A few things happened over the past week.
- I had another spell of feeling dizzy and faint, which may be attributable to Long COVID. (The health care system gave me COVID about a year ago.)
- COVID-19 Resources Canada released their latest forecast. The scientific estimate is that about 1 in 34 people are currently infected (~157,097 infections/day); infections are higher than average in Québec and Ontario (pages 4 and 5).
- I took my CO2 monitor on a half-empty bus with closed windows and the readings peaked around 1350 ppm, just shy of the 1400 ppm “red” zone, well beyond the “green” zone that suggests adequate ventilation (<1000 ppm).
- Someone expressed unhappiness to me about an 80-minute unpaid commute on a crowded bus for a job that can be done from home.
Which means it’s time to get angry again about the federal government’s return-to-office mandate.
I don’t know how much plainer it can be that it’s not okay for employers to unilaterally impose the requirement that employees donate their free time and risk their health for tasks unrelated to productivity.
I also don’t know how unions think they’re helping by telling employees to continue to comply en masse while they spend years making a case through various bureaucratic channels.

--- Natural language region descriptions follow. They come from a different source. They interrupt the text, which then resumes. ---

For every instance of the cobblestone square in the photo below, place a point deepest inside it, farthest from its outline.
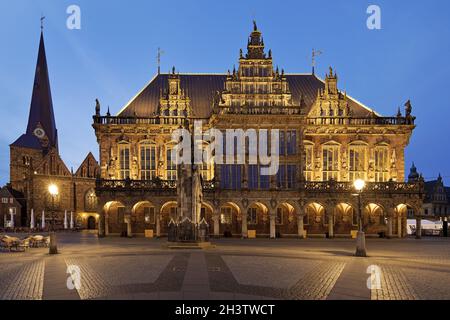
(140, 268)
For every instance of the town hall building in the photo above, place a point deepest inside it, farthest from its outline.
(327, 140)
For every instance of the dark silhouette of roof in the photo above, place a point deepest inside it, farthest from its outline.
(28, 141)
(41, 108)
(200, 88)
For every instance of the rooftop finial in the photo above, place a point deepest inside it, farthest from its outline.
(42, 22)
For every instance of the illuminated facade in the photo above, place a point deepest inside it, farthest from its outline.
(327, 140)
(35, 164)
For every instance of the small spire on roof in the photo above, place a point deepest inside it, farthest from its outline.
(42, 22)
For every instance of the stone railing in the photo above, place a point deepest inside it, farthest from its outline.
(361, 121)
(265, 110)
(107, 120)
(157, 184)
(371, 187)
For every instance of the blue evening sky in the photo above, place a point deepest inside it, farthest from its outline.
(114, 55)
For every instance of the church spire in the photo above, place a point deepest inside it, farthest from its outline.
(41, 120)
(255, 45)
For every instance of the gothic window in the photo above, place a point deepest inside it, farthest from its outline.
(149, 215)
(381, 164)
(357, 162)
(252, 216)
(225, 215)
(330, 159)
(173, 213)
(90, 200)
(282, 143)
(231, 176)
(281, 177)
(124, 161)
(171, 167)
(354, 217)
(148, 161)
(291, 142)
(279, 216)
(309, 152)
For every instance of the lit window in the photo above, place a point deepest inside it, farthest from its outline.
(309, 162)
(330, 159)
(381, 164)
(148, 162)
(124, 161)
(252, 216)
(149, 215)
(171, 167)
(279, 216)
(357, 162)
(225, 215)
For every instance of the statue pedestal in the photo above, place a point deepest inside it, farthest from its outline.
(189, 245)
(188, 235)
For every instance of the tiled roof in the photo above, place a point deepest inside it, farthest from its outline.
(201, 88)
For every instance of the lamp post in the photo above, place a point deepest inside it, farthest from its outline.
(359, 185)
(53, 190)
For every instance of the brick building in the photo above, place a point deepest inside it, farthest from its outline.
(35, 164)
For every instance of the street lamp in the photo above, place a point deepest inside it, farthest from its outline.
(53, 190)
(359, 185)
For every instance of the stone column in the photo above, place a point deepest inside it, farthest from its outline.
(127, 220)
(404, 226)
(272, 226)
(106, 223)
(216, 220)
(244, 224)
(158, 225)
(101, 224)
(389, 227)
(330, 225)
(418, 227)
(300, 227)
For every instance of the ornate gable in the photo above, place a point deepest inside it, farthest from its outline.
(53, 165)
(330, 102)
(89, 168)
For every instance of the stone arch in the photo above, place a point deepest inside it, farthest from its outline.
(258, 217)
(143, 216)
(346, 218)
(315, 218)
(168, 211)
(402, 212)
(230, 218)
(374, 218)
(207, 212)
(114, 212)
(286, 218)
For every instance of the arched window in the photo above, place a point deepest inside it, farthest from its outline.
(357, 161)
(90, 201)
(330, 161)
(147, 161)
(124, 160)
(381, 154)
(309, 161)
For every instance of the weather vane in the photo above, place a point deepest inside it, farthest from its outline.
(315, 54)
(158, 57)
(42, 22)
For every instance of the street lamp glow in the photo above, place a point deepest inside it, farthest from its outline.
(53, 189)
(359, 184)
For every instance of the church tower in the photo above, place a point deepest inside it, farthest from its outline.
(41, 137)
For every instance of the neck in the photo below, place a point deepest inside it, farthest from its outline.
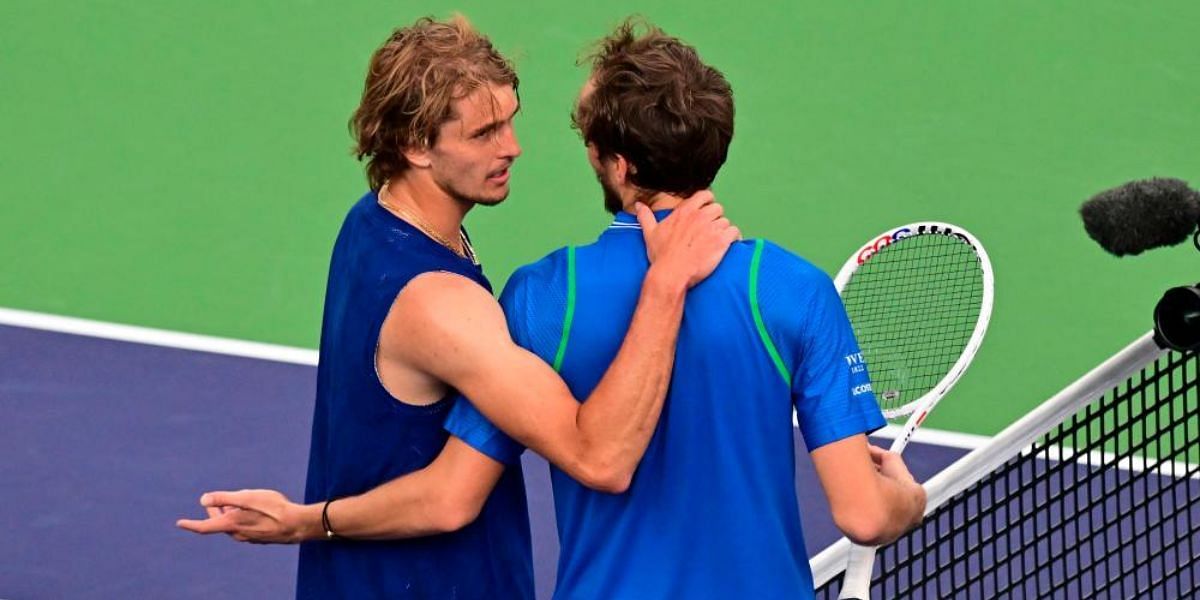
(423, 197)
(657, 201)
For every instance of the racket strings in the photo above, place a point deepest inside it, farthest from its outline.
(915, 305)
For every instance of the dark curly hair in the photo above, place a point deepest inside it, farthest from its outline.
(655, 103)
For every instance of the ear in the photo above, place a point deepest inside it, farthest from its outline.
(418, 156)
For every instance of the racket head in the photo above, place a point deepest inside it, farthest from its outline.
(919, 299)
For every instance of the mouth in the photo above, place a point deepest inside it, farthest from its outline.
(499, 177)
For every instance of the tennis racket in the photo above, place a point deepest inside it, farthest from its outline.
(919, 300)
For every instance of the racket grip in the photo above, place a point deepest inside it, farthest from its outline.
(856, 582)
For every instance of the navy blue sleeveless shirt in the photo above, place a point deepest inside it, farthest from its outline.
(363, 437)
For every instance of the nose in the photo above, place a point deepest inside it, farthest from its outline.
(509, 145)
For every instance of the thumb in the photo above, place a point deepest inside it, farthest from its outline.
(646, 217)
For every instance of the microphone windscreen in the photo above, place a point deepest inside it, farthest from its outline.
(1141, 215)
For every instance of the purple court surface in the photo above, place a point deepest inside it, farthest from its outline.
(107, 443)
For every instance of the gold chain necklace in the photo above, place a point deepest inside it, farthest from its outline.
(463, 250)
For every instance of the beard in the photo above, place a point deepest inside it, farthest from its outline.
(612, 202)
(468, 198)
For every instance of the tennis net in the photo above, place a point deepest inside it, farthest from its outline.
(1093, 495)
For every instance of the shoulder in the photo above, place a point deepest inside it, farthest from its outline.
(539, 274)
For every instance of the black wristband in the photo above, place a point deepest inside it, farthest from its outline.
(324, 521)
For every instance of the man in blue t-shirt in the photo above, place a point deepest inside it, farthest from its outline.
(711, 511)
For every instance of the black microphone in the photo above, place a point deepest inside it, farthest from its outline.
(1141, 215)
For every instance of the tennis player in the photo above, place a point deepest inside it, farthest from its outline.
(409, 318)
(712, 511)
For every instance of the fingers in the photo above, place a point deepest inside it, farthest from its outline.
(646, 217)
(225, 498)
(221, 523)
(712, 211)
(699, 199)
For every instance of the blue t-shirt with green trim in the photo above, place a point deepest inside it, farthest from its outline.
(712, 510)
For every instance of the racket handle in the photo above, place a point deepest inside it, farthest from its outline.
(856, 582)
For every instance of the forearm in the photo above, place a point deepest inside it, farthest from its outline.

This is not time that employees will ever get back, and health doesn’t always return after repeated COVID exposure either. Per this federal government return-to-office GBA+ analysis that got released via access to information (pages 12 and 26):
- recent evidence suggests that COVID-19 has been a “mass-disabling event,”
- the threat of COVID is “still present,” and
- public transportation increases risk of exposure.
These are known facts.
And my former union is… throwing a dance party tonight (Tuesday night), apparently believing the problem is that employees aren’t spending enough of their free time downtown.
I’ve registered to participate in Science Journal Club tonight, with guest speaker / whistleblower Dr. David Fisman. I’m hoping to ask if any research has been done or could be done about infectivity on rush-hour buses.
This seems like something that ought to be known, by the employees whose health and wellbeing is being sacrificed, by the unions who purport to represent them, and by the governments and employers who are eventually going to discover that mass disabling their human resources was, in fact, a bad policy.